We can use the .plot.pie() method to create a pie chart easily. Here’s an example of how to create a pie plot for categorical data in a pandas DataFrame:
import matplotlib.pyplot as plt
import pandas as pd
df = pd.DataFrame({
'class': ['A', 'B', 'C', 'D'],
'count': [20, 45, 30, 10]
})
df.set_index('class')['count'].plot.pie()
plt.show()
In this example, we create a DataFrame with categories ‘class’ and ‘count.’ We use the .set_index() method to set the ‘class’ column as the index and specify the ‘count’ column to be plotted in the pie chart. We then call the .plot.pie() method to create the pie plot.
Bar Plots and Scatter Plots for Categorical Data
Apart from pie charts, we can also use bar plots and scatter plots to analyze categorical data. Bar plots are useful for representing discrete categories, while scatter plots can help us examine the relationship between two or more variables.
For instance, let’s say we have a pandas DataFrame containing data on different car models, including the model name, price, horsepower, and fuel efficiency, among other things. We can use a bar plot to represent the model name as the x-axis and the price as the y-axis.
We can also use different colors to represent the number of cylinders in each model. Here’s how to create the plot:
import matplotlib.pyplot as plt
import pandas as pd
df = pd.DataFrame({
'model': ['Corolla', 'Civic', 'Accord', 'Camry', 'Sentra'],
'price': [20000, 22000, 25000, 26000, 23000],
'horsepower': [198, 224, 252, 285, 300],
'mpg': [28, 32, 26, 25, 29],
'cylinders': [4, 4, 6, 6, 4]
})
df.plot(kind='bar', x='model', y='price', color='cylinders')
plt.show()
In this example, we create a DataFrame with data on different car models such as the car model name, price, horsepower, fuel efficiency, and the number of cylinders. We use the .plot() method to create a bar plot that shows the price of each car model, with different colors representing the number of cylinders.
We can also use scatter plots to analyze categorical data. For example, let’s say we have a pandas DataFrame with data on different cities in the US, including population, average temperature, and average income.

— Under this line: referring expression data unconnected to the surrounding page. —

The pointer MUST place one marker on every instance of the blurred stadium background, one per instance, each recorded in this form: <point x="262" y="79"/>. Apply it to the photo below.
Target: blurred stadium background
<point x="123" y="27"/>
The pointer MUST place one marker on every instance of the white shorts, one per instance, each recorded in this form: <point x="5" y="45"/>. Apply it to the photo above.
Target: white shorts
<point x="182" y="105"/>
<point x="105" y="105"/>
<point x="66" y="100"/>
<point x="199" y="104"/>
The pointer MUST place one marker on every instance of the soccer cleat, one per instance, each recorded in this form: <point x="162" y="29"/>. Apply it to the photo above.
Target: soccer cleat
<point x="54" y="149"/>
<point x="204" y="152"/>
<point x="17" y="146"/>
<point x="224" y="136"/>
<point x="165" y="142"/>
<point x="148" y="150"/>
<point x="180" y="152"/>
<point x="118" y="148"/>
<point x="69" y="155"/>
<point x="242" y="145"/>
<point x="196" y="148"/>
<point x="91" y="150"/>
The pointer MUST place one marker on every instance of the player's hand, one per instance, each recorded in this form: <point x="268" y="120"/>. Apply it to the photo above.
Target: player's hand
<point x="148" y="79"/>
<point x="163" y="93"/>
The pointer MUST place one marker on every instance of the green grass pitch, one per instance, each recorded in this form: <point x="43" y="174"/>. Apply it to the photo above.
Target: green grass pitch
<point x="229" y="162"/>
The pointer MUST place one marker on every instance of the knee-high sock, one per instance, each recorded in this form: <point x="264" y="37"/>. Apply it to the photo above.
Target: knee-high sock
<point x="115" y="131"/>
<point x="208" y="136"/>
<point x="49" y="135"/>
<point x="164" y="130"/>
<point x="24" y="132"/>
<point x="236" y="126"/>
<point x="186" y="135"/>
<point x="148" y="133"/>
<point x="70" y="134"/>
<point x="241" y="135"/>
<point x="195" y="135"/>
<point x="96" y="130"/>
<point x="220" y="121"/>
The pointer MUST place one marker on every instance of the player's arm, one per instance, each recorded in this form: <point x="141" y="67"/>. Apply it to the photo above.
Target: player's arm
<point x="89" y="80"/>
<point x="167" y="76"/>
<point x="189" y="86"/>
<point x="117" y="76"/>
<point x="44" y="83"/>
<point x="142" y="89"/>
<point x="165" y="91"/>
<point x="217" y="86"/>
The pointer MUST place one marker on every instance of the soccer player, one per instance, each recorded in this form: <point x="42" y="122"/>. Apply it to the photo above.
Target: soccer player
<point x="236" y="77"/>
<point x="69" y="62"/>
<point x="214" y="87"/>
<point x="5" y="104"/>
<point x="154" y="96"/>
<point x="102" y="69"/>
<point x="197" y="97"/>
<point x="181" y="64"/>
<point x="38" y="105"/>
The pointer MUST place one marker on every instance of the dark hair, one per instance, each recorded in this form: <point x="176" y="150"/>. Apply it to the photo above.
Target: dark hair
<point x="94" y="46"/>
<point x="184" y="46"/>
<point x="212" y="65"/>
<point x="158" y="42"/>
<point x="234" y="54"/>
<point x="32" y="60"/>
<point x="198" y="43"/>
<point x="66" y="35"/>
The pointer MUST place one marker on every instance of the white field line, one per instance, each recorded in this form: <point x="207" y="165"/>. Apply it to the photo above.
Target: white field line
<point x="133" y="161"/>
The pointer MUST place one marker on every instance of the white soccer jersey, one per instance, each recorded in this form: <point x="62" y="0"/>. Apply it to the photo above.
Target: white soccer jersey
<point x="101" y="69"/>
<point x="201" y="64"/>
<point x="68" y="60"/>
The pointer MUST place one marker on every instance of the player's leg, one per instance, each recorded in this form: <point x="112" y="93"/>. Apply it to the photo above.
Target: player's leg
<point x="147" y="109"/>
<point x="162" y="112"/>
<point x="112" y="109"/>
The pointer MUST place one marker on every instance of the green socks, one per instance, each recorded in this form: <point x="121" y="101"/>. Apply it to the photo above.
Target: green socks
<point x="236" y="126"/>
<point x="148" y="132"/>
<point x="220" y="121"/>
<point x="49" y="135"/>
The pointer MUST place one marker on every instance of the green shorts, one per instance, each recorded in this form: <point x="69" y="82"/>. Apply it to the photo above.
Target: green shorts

We can use a scatter plot to examine the relationship between population and average income. Here’s how to create the plot:
import matplotlib.pyplot as plt
import pandas as pd
df = pd.DataFrame({
'city': ['New York', 'Chicago', 'Los Angeles', 'Houston', 'Phoenix'],
'population': [8537673, 2705994, 3979576, 2303482, 1680992],
'income': [85000, 75000, 90000, 65000, 60000],
'temperature': [15, 10, 25, 30, 35]
})
df.plot(kind='scatter', x='population', y='income')
plt.show()
In this example, we create a DataFrame with data on different cities, including population, income, and temperature. We use the .plot() method to create a scatter plot that shows the relationship between population and average income.
Conclusion
In conclusion, we can use different types of plots to analyze and visualize categorical data. Pie plots help us examine the relative proportions of the categories, while bar plots are effective for discrete categories.
Scatter plots allow us to examine the relationship between two or more variables. By using these tools, we can gain insights into the data and make informed decisions.
In conclusion, data visualization is a crucial part of data analysis that helps us identify patterns, trends, and insights that otherwise might go unnoticed when looking at raw data. Python provides a range of libraries such as pandas and Matplotlib that make it easy to create different types of visualizations for categorical and numerical data.
By using visualizations such as histograms, bar plots, pie plots, scatter plots, and correlation coefficients, we can gain a deeper understanding of the data and make informed decisions. The key takeaway is that data visualization is essential for developing a clear, concise, and informative picture of complex data, making it easier to grasp and making it more accessible to others.